Bill and I went to the mall and wandered around the clothing stores. There were plenty of red and green velvet dresses for holiday parties, and lots of black. (Under the circumstances, I wasn’t about to wear black to my wedding.) We ended up shopping for tools at Sears, and there I saw a long burgundy dress with a scarf and embroidery on the front.

I modeled the dress for Bill. It was hard to tell whether he liked it. Since Thanksgiving he had been growing progressively quieter and less responsive. I was losing him.

Our wedding day dawned clear and warm for December. With Christmas decorations, candles, snacks, and champagne glasses, the house actually looked ready for a party.

It took Bill more than an hour to get dressed; he wouldn’t let me help. When he declared himself ready, I rebuttoned his shirt and pinned a carnation to it.

Mom brought my brother Scott, who had made time to come in spite of having a two-month-old baby at home. They were followed by Bill’s brother and sister-in-law and the few friends we had invited. All we needed now was the justice of the peace, but she was an hour late. Bill called her. She had gotten the time wrong, and now she was lost. She couldn’t find the house, which was on an unnamed dirt road. I had to drive out to the main road to meet her.

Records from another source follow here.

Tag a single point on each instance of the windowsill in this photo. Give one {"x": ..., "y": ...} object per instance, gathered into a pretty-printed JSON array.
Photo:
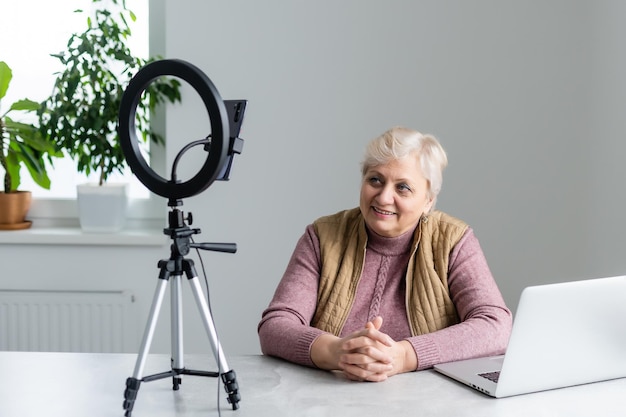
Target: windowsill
[
  {"x": 75, "y": 236},
  {"x": 55, "y": 222}
]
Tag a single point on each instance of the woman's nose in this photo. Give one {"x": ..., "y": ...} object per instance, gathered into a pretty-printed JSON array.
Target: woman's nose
[{"x": 385, "y": 196}]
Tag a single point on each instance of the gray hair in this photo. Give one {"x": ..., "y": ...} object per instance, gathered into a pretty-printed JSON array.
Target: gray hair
[{"x": 399, "y": 142}]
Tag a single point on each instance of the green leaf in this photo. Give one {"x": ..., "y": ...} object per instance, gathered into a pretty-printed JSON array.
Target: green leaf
[
  {"x": 25, "y": 104},
  {"x": 5, "y": 78}
]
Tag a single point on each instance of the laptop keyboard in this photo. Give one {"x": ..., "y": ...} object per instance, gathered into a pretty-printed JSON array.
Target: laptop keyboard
[{"x": 492, "y": 376}]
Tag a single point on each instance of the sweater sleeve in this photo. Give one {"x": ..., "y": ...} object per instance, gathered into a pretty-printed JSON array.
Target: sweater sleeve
[
  {"x": 285, "y": 330},
  {"x": 485, "y": 321}
]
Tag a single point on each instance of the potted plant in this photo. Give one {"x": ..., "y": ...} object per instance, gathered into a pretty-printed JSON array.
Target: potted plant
[
  {"x": 21, "y": 145},
  {"x": 81, "y": 115}
]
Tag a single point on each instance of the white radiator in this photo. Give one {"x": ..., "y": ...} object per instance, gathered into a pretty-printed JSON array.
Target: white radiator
[{"x": 68, "y": 321}]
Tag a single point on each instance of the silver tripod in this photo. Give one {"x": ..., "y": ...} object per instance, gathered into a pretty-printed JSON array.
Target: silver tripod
[{"x": 172, "y": 270}]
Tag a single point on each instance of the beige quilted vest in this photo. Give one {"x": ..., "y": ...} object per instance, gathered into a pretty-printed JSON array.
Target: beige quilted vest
[{"x": 343, "y": 240}]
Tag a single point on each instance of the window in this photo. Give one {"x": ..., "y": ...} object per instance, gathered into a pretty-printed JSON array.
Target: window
[{"x": 36, "y": 29}]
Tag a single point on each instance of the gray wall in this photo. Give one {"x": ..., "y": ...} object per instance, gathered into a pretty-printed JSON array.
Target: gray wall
[{"x": 528, "y": 98}]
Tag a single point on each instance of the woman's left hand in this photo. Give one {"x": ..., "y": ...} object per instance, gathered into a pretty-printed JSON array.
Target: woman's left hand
[{"x": 376, "y": 356}]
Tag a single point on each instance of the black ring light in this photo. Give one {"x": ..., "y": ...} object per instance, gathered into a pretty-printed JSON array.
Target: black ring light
[{"x": 216, "y": 156}]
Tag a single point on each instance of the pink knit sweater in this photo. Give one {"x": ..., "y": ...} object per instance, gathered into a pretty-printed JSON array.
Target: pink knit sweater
[{"x": 285, "y": 330}]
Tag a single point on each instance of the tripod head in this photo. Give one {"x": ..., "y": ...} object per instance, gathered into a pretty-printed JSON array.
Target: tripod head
[{"x": 181, "y": 235}]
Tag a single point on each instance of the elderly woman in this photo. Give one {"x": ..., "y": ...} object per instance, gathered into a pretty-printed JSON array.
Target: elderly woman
[{"x": 391, "y": 286}]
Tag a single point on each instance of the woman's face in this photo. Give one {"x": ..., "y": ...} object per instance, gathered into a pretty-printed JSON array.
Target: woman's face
[{"x": 394, "y": 196}]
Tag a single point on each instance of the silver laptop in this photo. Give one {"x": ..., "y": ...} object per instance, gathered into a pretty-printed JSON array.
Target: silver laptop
[{"x": 563, "y": 335}]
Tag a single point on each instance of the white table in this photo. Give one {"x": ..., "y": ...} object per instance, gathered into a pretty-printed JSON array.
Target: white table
[{"x": 92, "y": 385}]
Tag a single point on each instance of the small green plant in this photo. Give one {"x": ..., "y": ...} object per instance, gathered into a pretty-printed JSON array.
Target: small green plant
[
  {"x": 22, "y": 143},
  {"x": 81, "y": 115}
]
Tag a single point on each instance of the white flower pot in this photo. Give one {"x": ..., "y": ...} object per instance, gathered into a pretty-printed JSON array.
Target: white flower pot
[{"x": 102, "y": 209}]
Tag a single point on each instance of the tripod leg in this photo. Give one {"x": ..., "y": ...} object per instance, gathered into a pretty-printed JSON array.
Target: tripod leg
[
  {"x": 132, "y": 384},
  {"x": 228, "y": 375},
  {"x": 177, "y": 330}
]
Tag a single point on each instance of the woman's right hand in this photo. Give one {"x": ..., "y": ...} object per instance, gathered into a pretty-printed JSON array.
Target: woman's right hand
[{"x": 362, "y": 355}]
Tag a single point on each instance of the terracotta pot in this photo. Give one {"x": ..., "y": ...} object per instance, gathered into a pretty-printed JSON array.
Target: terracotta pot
[{"x": 13, "y": 210}]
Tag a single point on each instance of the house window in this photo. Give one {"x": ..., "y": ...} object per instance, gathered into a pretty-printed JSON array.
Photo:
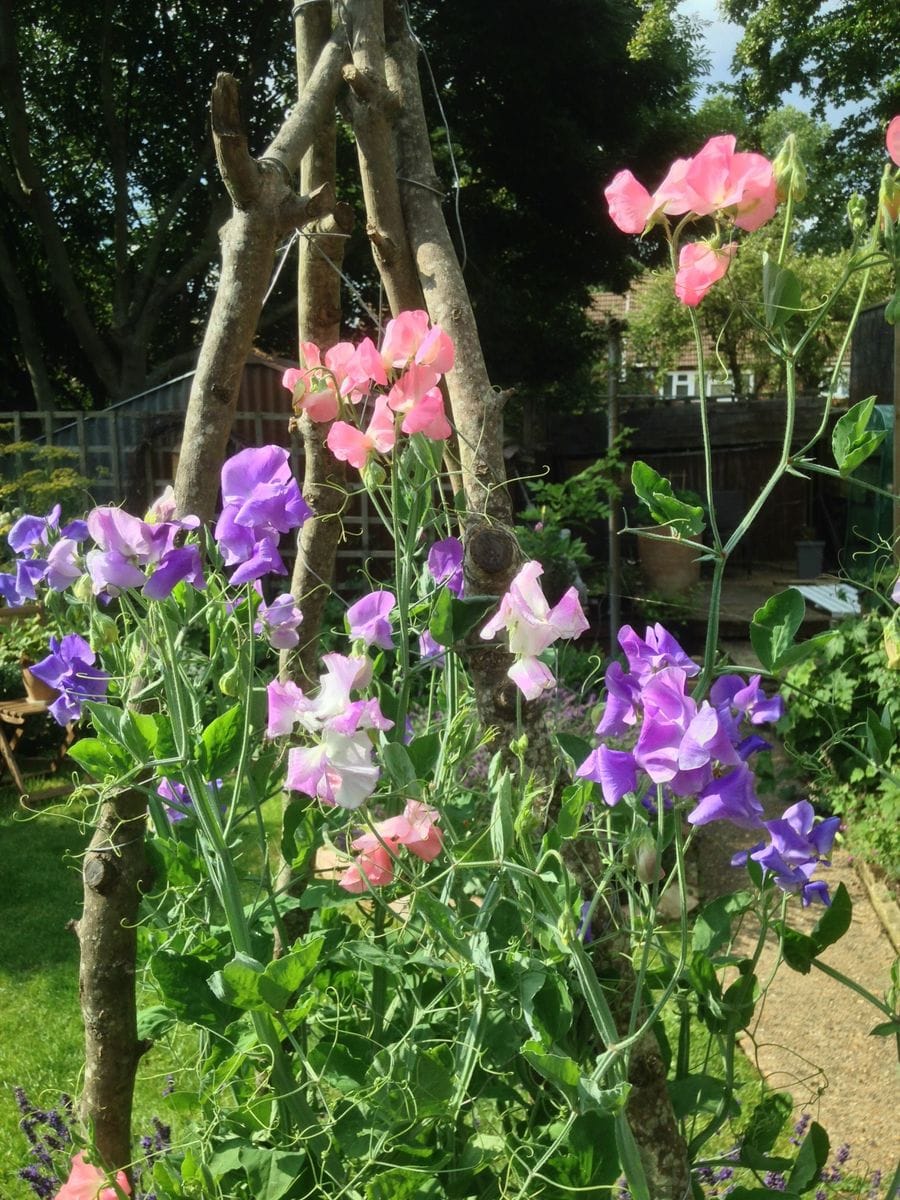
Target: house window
[{"x": 679, "y": 384}]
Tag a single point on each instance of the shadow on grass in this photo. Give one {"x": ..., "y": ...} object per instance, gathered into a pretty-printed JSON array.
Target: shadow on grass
[{"x": 40, "y": 886}]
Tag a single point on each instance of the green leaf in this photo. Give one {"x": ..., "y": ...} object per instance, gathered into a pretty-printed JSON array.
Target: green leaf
[
  {"x": 424, "y": 753},
  {"x": 221, "y": 743},
  {"x": 767, "y": 1121},
  {"x": 697, "y": 1093},
  {"x": 780, "y": 293},
  {"x": 576, "y": 798},
  {"x": 852, "y": 441},
  {"x": 603, "y": 1101},
  {"x": 774, "y": 627},
  {"x": 105, "y": 719},
  {"x": 288, "y": 972},
  {"x": 879, "y": 738},
  {"x": 100, "y": 759},
  {"x": 811, "y": 1158},
  {"x": 400, "y": 767},
  {"x": 712, "y": 925},
  {"x": 155, "y": 1021},
  {"x": 502, "y": 832},
  {"x": 453, "y": 619},
  {"x": 239, "y": 983},
  {"x": 559, "y": 1069},
  {"x": 834, "y": 922},
  {"x": 138, "y": 732},
  {"x": 271, "y": 1174},
  {"x": 799, "y": 949},
  {"x": 657, "y": 493}
]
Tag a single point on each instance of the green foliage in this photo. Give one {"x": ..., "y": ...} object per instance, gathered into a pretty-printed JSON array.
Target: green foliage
[
  {"x": 838, "y": 701},
  {"x": 833, "y": 55},
  {"x": 34, "y": 478},
  {"x": 552, "y": 529}
]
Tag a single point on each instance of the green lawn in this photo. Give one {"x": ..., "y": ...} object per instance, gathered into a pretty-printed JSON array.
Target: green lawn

The ceremony was short and mentioned nothing about anyone obeying anyone else, or staying together “till death do us part.” It was just the joining of two people before a handful of witnesses. We drank champagne and then all went out to dinner at Bill’s favorite restaurant.

To celebrate our one-month anniversary, Bill and I went out to dinner again. A change in his medication had made him more alert and communicative, and we were having some of our best days together.

By the time we had been married two months, Bill had undergone a second surgery and couldn’t tell what day it was. By six months I was a widow.

My wedding day wasn’t the happiest day of my life by a long shot. But it was exactly the wedding I wanted.